Nesses livros, Joyce praticamente exauriu os recursos da forma-romance. Mas não se trata de virtuosismo gratuito. "Eles são mais complexos que a média simplesmente porque Joyce estava mais aplicado que a média dos romancistas a representar adequadamente camadas mais amplas, mais profundas e, logo, mais complexas, da experiência humana", diz Galindo.
Para poeta Ivan Justen Santana, Joyce ensaia tudo que foi feito no século 20 e nos séculos anteriores, e aponta caminhos ao milênio seguinte. "A obra de Joyce ombreia com os clássicos maiores. Ele nos força a sempre reler Homero, Ovídio, Dante, Rabelais, Cervantes, Shakespeare, Sterne, Swift, Goethe, Tolstói, Dostoiévski", diz.
Para ele, Joyce fascina por ser, ao mesmo tempo, um humorista e um escatologista; erudito e popularesco; cômico, trágico, lírico, épico e melodramático. Para além da forma, o que fica mesmo com o leitor, são as pessoas, diz Galindo, "os personagens Bloom, Dedalus, Molly... O que a gente vê da vida, do mundo, nessas pessoas, e o que entende".
Siga a ordem cronológica
Por onde começar a ler a obra de Joyce? Os dois entrevistados recomendam começar pela ordem, ou seja, por Dublinenses (1914), primeiro livro do autor. Galindo sugere, então, passar ao Retrato de um Artista Quando Jovem (1916). "É fundamental lembrar que esses dois livros 'menores' teriam bastado para deixar o nome de Joyce em qualquer história da literatura. E, no caso do leitor paranaense, vale lembrar que Dublinenses tem, no mínimo, uma similaridade de espírito com a obra de Dalton Trevisan que, não por acaso, foi o primeiro a traduzir fragmentos de Ulisses no Brasil, na revista Joaquim", lembra. Aí, dizem os entrevistados, é tomar coragem e pegar o Ulisses.

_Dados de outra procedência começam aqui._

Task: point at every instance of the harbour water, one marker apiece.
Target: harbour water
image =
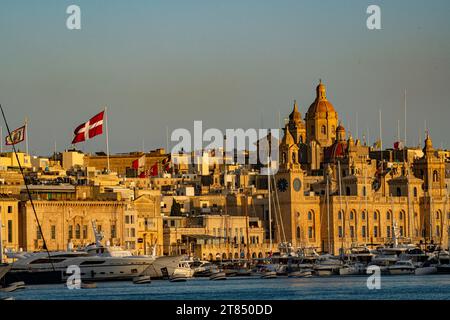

Conselho de Galindo aos iniciantes: procurem ajuda. A grande dificuldade para os monolíngues é a ausência de material de referência traduzido. Mas um conhecimento instrumental de inglês permite a leitura de um guia fundamental, o Ulisses Annotated, de Don Gifford. "Ele anota tudo, nomes, lugares, dá mapas, localiza citações". Em português, o professor indica a tradução de Homem Comum Enfim, de Anthony Burgess (Cia. Das Letras), e Para Ler Finningans Wake de James Joyce, de Dirce Amarante (Iluminuras).
Para não haver desculpas, convida os interessados na aventura joyceana a acompanhar cursos sobre o autor na UFPR. "A universidade é pública, está de portas abertas, e as pessoas nem sempre contam com isso", diz.
Domínio público
A obra de James Joyce será colocada em domínio público no dia 1.º de janeiro de 2012, ano subsequente a este em que se completam os 70 anos da morte do autor. Caetano Galindo considera o fato positivo por facilitar a publicação de novas edições, muitas vezes, impedidas devido aos direitos autorais. "A duração do Copyright, no caso de Dublinenses, é de quase cem anos! Na verdade, 98, já que o livro saiu em 1914 e só entra em domínio público em 2012, com todos os outros. Isso é algo que precisa ser revisto", diz.
O professor prevê uma enxurrada de 'joyceanismo' para 2012-13. "Traduções, edições de manuscritos (cartas, cadernos), biografias, textos críticos baseados na análise direta dos romances, tudo vai ficar repentinamente facilitado. Tomara", diz.